Background: I’m writing an AudioFormat based on the mpg123 library. There are possibilities for errors and I’m contemplating how to deal with them.

These errors involve the mp3 library being misconfigured or being unable to get the (very small) amount of memory it needs for its own purposes.

I’m thinking that this is a good use for exceptions - because this isn’t something I can really recover from gracefully at all, and because this most likely means that everything else is screwed up as well. I’m a little trepidatious because I’ve never dealt with exceptions in C++, but my code should all be exception safe, and anyway, by the time I throw these exceptions, we’re in a sorry state.
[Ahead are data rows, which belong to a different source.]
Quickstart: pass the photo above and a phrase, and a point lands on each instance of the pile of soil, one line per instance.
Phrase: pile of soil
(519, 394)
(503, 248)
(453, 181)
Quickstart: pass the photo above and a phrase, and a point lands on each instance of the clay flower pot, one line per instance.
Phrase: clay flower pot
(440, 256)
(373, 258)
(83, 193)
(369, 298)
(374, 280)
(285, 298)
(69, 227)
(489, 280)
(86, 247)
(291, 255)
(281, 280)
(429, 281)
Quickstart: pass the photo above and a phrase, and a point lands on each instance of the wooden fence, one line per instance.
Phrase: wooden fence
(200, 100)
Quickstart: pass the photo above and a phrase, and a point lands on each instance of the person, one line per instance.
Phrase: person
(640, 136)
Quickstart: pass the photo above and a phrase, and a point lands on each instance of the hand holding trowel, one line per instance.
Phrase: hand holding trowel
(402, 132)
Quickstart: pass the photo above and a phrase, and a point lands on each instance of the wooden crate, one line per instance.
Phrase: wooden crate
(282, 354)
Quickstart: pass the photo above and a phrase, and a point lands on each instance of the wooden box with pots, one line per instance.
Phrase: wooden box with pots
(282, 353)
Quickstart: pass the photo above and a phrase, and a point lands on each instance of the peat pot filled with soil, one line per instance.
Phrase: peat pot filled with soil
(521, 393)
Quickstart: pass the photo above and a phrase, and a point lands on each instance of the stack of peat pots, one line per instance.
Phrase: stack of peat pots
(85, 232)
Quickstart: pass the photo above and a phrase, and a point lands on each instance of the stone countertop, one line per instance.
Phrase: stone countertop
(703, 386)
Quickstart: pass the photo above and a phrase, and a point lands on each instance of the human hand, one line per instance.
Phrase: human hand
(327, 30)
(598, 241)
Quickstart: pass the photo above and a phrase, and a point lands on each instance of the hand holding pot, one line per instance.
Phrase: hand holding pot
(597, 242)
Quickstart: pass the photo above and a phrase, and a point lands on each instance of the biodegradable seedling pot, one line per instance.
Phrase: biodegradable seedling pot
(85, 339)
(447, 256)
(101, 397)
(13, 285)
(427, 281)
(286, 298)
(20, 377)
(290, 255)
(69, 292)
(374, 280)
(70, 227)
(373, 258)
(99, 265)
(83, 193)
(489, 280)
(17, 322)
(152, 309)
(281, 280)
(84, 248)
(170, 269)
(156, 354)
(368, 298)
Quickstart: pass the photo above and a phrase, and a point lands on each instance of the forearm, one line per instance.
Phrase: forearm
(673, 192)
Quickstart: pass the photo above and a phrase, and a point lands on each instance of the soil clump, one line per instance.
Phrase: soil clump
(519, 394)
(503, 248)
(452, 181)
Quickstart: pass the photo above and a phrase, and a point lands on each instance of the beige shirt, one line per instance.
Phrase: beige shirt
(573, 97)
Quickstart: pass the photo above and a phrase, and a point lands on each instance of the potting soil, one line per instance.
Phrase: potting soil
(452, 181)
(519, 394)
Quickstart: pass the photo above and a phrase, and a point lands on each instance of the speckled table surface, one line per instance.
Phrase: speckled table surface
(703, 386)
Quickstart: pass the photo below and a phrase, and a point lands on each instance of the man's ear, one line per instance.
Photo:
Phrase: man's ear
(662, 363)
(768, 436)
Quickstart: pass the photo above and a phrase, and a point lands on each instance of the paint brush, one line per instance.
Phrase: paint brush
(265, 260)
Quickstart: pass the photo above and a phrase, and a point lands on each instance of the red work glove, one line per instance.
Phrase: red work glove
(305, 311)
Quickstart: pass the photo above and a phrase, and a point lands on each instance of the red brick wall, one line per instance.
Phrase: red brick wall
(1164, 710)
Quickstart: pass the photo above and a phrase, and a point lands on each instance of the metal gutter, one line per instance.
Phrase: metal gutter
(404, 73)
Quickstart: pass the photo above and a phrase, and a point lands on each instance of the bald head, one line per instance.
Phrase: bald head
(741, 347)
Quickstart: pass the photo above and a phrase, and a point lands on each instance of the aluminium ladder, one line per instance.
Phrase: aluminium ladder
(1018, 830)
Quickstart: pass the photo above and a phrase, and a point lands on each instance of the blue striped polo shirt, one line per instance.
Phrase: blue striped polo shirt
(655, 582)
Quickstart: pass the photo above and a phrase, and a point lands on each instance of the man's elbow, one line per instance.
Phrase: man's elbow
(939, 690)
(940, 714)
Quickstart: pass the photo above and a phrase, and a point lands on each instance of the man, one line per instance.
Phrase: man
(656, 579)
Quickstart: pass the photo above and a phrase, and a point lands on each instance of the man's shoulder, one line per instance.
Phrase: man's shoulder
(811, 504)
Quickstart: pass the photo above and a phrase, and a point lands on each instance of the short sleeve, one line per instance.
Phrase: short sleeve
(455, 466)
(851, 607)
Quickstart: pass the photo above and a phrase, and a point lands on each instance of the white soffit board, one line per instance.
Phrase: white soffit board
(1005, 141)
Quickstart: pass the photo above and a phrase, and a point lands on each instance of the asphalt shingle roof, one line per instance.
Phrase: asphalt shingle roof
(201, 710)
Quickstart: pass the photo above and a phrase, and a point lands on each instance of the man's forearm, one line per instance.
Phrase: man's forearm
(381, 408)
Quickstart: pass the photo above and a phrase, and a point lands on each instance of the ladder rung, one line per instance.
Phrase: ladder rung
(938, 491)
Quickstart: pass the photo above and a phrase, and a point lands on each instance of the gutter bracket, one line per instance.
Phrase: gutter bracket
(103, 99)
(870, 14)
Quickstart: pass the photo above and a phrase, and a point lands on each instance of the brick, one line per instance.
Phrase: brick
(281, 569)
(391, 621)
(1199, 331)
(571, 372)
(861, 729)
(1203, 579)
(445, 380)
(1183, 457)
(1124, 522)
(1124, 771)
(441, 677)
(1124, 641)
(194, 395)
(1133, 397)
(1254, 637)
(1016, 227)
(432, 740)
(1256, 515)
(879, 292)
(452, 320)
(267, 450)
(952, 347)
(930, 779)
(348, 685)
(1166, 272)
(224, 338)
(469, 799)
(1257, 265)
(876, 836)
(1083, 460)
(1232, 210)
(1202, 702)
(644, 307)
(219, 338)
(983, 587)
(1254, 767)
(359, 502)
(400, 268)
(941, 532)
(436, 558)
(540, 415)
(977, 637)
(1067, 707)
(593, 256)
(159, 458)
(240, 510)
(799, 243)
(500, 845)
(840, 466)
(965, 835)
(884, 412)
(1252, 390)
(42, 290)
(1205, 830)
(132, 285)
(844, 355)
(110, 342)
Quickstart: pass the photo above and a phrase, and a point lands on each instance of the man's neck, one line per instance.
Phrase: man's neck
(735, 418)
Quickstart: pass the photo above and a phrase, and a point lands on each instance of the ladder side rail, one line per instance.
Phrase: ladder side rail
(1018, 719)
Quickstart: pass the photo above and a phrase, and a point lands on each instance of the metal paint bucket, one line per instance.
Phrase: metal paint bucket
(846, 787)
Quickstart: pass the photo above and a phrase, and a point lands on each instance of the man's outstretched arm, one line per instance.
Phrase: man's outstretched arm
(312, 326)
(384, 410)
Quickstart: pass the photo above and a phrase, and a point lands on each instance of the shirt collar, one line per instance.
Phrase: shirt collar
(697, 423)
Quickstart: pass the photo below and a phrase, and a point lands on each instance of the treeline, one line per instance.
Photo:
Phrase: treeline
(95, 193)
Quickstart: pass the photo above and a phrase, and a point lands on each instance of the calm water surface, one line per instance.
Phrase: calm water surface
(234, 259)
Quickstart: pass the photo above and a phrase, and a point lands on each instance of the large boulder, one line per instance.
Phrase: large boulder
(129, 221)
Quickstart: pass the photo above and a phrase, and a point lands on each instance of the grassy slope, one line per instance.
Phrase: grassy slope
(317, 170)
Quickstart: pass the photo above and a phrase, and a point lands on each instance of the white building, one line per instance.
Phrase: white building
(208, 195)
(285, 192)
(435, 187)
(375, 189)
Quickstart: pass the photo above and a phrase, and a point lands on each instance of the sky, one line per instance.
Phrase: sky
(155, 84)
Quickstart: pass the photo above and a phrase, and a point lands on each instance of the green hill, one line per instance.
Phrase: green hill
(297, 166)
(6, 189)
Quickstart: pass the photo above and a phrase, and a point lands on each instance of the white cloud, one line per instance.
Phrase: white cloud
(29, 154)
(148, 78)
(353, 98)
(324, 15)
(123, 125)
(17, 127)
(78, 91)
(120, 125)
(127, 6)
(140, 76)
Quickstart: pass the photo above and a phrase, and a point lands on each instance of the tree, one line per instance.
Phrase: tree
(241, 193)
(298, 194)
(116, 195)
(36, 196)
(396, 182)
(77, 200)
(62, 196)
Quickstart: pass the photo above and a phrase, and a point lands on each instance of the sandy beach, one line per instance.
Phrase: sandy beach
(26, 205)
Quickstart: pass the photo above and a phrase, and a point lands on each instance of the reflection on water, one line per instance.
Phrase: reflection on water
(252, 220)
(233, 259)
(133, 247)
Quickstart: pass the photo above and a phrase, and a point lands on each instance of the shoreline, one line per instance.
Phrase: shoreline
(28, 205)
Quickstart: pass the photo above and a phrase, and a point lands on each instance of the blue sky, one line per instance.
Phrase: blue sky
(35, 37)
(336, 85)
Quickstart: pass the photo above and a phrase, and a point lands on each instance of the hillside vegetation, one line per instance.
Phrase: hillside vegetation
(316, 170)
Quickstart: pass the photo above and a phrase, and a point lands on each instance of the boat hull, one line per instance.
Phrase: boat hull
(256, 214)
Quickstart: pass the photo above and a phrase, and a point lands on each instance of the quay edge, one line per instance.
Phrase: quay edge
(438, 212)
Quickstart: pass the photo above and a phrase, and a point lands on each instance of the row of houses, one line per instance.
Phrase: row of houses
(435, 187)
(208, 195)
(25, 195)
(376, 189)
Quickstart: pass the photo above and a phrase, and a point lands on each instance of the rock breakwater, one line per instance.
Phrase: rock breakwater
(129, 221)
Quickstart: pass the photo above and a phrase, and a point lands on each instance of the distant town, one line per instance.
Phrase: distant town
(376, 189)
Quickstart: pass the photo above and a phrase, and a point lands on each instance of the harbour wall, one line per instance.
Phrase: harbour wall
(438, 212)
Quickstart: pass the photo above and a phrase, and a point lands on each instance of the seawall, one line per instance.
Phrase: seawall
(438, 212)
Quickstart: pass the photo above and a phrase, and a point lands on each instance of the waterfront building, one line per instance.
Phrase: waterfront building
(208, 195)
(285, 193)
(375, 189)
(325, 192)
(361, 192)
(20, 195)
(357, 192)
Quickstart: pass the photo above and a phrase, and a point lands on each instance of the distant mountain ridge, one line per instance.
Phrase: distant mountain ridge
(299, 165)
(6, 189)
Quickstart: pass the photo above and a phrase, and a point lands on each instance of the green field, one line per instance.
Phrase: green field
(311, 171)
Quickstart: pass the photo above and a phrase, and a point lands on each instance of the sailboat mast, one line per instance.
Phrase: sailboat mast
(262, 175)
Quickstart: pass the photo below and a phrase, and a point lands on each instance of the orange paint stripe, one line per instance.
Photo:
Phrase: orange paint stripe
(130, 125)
Anything I should know about JUCE and exceptions? In particular, I want to be sure that an exception will cause a JUCE application to fail… :smiley:

Exceptions can be extremely tricky in c++, and it seems that the more you learn about them, the more difficult it gets… In my refactoring of the codebase this year I’ve been paying attention to exception-safety, but I’m sure there are still places where an unexpected exception could confuse something. Probably not in a dangerous way though, and there shouldn’t be any resource leaks.

Of course if you’re throwing and catching entirely within your own code, then you’ll be fine. The best advice would be that if you’re going to throw something, be careful not to have code-paths where it could propagate up the call stack into code that may not be expecting it. (But I guess that’s true in general, not only for juce).

I decided not to do it. Integer error codes appear in the system’s code already - I’m sticking with that.